Liberal Catholic journalist Kaya Oakes‘ brand-new book, Not So Sorry: Abusers, False Apologies, and the Limits of Forgiveness (Broadleaf Books, 2024) critiques popular Christian beliefs about the duty to forgive. It’s a really important addition to the conversation because it doesn’t stop at recommendations for better pastoral care. Oakes actually spends most of the book discussing institutional failures such as clergy sexual abuse, colonialism, rape, and abortion access. American Christianity and popular psychology have blended to promote a shallow, individualistic theology of forgiveness that unfairly puts the onus on survivors to be peacemakers in a broken institution. When abusive clergy and community leaders are quietly shuffled around from one institution to another, leaving survivors with a lifetime of damage, “forcing someone to forgive can become a form of spiritual abuse.” (pg.xix)
“[T]he problem with the idea that Jesus was asking people to forgive those who abuse them is that it is not necessarily a correct interpretation of Scripture. Jesus asked us to forgive those who know not what they do. But what do we do about the people who knew exactly what they were doing?” (pg.xvii)
Oakes sees our cultural appetite for revenge-fantasy entertainment as the flip side of sentimental religious redemption stories. Neither track teaches us much about accountability and communal healing, which is what Oakes thinks Jesus really intended.

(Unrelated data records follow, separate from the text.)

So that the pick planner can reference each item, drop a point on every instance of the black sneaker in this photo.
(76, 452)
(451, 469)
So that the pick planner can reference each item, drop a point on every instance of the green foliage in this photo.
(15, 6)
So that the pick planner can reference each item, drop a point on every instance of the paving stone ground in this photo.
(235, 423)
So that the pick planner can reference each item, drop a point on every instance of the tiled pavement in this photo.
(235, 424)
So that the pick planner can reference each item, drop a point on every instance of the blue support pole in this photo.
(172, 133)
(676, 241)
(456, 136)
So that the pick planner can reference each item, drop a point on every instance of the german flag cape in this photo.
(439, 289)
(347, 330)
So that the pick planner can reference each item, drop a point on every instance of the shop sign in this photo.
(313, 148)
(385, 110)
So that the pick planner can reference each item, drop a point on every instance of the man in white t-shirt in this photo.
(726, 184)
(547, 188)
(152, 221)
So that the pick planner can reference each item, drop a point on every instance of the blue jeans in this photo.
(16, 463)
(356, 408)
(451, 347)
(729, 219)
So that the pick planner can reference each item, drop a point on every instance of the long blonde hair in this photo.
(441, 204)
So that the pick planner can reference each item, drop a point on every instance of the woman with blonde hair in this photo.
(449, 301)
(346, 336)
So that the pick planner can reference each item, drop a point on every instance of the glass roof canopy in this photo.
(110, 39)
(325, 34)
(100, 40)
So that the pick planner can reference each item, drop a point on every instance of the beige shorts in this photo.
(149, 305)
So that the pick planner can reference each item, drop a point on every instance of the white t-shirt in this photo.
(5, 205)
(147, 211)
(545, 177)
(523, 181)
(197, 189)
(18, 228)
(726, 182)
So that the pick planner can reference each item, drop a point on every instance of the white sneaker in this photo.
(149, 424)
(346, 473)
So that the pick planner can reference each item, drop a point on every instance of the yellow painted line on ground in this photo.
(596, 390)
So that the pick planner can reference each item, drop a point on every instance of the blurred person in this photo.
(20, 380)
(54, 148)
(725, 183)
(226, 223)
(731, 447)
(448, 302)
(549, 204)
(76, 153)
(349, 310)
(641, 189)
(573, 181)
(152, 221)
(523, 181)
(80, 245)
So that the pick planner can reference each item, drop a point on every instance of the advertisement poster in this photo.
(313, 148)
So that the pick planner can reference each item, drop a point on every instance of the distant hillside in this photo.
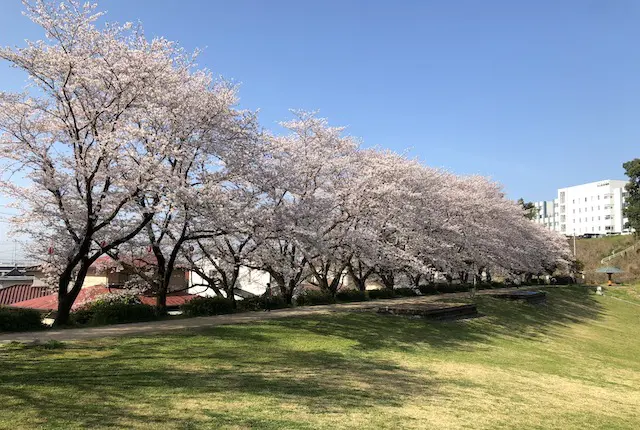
(591, 251)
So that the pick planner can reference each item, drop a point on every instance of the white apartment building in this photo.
(593, 208)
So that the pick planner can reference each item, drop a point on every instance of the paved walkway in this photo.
(202, 322)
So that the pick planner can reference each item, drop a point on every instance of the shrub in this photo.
(383, 293)
(114, 308)
(313, 297)
(258, 303)
(104, 313)
(15, 319)
(427, 290)
(351, 296)
(405, 292)
(81, 316)
(204, 306)
(562, 280)
(453, 288)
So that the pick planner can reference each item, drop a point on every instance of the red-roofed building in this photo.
(20, 293)
(88, 294)
(109, 272)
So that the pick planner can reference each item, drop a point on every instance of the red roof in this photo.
(19, 293)
(88, 294)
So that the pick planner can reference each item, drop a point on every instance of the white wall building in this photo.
(593, 208)
(249, 280)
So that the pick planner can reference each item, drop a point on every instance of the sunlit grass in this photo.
(572, 363)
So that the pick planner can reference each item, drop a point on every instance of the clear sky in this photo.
(535, 94)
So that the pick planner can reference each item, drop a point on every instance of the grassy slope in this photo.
(570, 364)
(591, 251)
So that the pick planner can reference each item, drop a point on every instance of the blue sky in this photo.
(535, 94)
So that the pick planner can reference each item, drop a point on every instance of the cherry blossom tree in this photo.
(92, 135)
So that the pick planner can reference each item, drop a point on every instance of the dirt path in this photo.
(201, 322)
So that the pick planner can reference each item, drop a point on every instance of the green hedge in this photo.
(351, 296)
(405, 292)
(259, 303)
(204, 306)
(313, 297)
(15, 319)
(383, 293)
(114, 310)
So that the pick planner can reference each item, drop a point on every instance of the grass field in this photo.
(573, 363)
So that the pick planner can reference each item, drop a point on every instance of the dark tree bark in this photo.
(359, 274)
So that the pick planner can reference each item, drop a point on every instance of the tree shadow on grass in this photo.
(142, 381)
(138, 383)
(501, 318)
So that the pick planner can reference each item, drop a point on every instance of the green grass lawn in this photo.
(573, 363)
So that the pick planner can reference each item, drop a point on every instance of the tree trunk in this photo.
(359, 279)
(387, 278)
(66, 297)
(161, 300)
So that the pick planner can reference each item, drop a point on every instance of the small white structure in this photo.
(250, 280)
(593, 208)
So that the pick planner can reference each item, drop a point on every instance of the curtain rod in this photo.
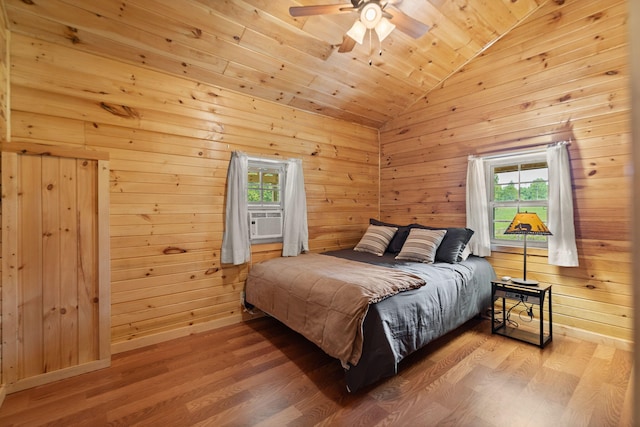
(526, 149)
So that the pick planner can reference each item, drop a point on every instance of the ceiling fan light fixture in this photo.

In America, “we fetishize forgiveness to the point of insisting on it–yet in many concrete ways, we are among the least forgiving societies in the world,” Oakes observes (pg.19), pointing to our high incarceration rate, torn social safety net, deadly border-control policies, and insufficient abortion access for rape and incest victims. Preachers love anecdotes about murderers who become Christians and accept God’s forgiveness–but their victims aren’t around to give their opinion. (The book’s epigraph is a quote from Bonhoeffer about cheap grace.) Mass incarceration and the death penalty meanwhile do nothing to heal the community’s wounds.
“Restorative justice and prison abolition movements go even further, encouraging criminals to speak to the families of victims, work on atonement, and bring the community into the process rather than over-relying on often-biased courts. In this scenario, for a person to be forgiven by their community or the families of victims, it’s more than a one-on-one conversation between a person and God.” (pg.28)

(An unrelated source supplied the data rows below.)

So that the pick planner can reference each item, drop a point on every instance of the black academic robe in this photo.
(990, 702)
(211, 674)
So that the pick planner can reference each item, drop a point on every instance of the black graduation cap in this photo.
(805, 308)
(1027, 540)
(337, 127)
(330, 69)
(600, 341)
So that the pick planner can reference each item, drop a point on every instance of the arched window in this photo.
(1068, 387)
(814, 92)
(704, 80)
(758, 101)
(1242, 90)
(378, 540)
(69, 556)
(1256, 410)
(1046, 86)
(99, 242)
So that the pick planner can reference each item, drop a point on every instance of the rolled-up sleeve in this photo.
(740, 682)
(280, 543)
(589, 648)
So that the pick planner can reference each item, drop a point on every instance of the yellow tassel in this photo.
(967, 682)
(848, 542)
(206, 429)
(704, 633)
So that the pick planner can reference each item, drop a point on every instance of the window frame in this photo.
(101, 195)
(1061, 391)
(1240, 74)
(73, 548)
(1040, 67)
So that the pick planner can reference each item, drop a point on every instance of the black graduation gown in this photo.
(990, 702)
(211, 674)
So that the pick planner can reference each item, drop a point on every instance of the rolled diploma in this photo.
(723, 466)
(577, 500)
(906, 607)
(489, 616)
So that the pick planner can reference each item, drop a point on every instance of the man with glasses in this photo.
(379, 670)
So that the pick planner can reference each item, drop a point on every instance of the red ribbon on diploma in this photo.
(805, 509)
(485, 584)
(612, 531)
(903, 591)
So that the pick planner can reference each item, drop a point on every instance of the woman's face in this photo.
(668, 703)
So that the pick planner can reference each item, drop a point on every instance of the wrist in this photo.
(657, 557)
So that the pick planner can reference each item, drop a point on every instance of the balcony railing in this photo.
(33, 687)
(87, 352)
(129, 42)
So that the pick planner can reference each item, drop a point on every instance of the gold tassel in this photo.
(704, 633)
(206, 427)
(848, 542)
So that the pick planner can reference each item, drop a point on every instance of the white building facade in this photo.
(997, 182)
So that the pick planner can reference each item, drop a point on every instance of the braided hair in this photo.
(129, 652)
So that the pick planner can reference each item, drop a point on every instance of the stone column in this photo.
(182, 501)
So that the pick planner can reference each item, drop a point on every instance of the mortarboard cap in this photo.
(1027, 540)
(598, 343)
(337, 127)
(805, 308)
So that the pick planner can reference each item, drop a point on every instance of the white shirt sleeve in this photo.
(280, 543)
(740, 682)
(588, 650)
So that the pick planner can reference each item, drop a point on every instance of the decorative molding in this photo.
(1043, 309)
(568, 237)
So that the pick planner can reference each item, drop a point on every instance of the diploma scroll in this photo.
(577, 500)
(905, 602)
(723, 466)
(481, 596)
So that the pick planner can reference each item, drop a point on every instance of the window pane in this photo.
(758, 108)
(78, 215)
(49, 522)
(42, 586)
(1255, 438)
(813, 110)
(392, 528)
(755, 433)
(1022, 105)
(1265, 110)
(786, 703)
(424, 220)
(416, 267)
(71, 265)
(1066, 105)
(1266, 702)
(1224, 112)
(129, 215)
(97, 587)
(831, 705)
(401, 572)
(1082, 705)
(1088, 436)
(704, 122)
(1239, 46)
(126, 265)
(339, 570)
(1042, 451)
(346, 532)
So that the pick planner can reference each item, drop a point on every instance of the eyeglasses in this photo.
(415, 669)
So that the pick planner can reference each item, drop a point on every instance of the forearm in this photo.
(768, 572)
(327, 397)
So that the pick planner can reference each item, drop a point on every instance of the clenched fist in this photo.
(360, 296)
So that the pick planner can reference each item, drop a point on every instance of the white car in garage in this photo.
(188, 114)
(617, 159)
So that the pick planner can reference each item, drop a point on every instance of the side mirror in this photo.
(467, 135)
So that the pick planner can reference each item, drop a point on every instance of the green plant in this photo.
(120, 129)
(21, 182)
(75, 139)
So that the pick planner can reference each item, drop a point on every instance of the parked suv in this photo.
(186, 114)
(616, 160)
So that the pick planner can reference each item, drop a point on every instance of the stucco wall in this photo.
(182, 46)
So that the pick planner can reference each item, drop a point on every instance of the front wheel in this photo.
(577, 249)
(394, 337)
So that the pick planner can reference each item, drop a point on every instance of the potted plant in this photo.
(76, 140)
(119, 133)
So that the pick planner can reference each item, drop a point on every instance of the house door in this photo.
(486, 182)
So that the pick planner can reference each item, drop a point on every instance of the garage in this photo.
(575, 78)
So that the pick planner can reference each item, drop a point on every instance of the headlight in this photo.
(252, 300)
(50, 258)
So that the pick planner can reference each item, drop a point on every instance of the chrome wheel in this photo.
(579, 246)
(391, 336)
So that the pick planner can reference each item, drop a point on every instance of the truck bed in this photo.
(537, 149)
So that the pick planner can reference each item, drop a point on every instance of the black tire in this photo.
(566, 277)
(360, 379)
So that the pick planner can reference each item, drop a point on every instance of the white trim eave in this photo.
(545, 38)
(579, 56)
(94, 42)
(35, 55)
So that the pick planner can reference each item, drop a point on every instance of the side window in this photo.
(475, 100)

Moreover, Oakes emphasizes that this peacemaking process doesn’t require victims to offer a forgiveness that is unhealthy for them or unearned by the perpetrators. The work of death penalty opponent Sister Helen Prejean, for example, is not about mandatory absolution, but about bringing killers back into “reconciliation with themselves” as complete human beings who can face what they did and repent. When Jesus spoke about forgiveness, Oakes notes, he was using a Hebrew word that described people who’d already atoned for their sins and now sought to be brought back into right relationship with God. Notably, Judas tried to do this by giving back the 30 pieces of silver, and was refused. Forgiveness is not infinite nor automatically granted. One can forgive and still refuse further relationship. And one can withhold forgiveness without being vengeful.
Subsequent chapters delve into institutional failures that enabled sexual abuse by leaders in the Catholic Church, the Southern Baptist Convention, and L’Arche, the intentional community where Christians live alongside people with intellectual disabilities. In all these situations, demands for reconciliation put too much responsibility on victims to excuse egregious failures of pastoral care. Oakes is a journalist rather than a theologian but she has certainly begun an important conversation that should be taken up by Christians in other disciplines.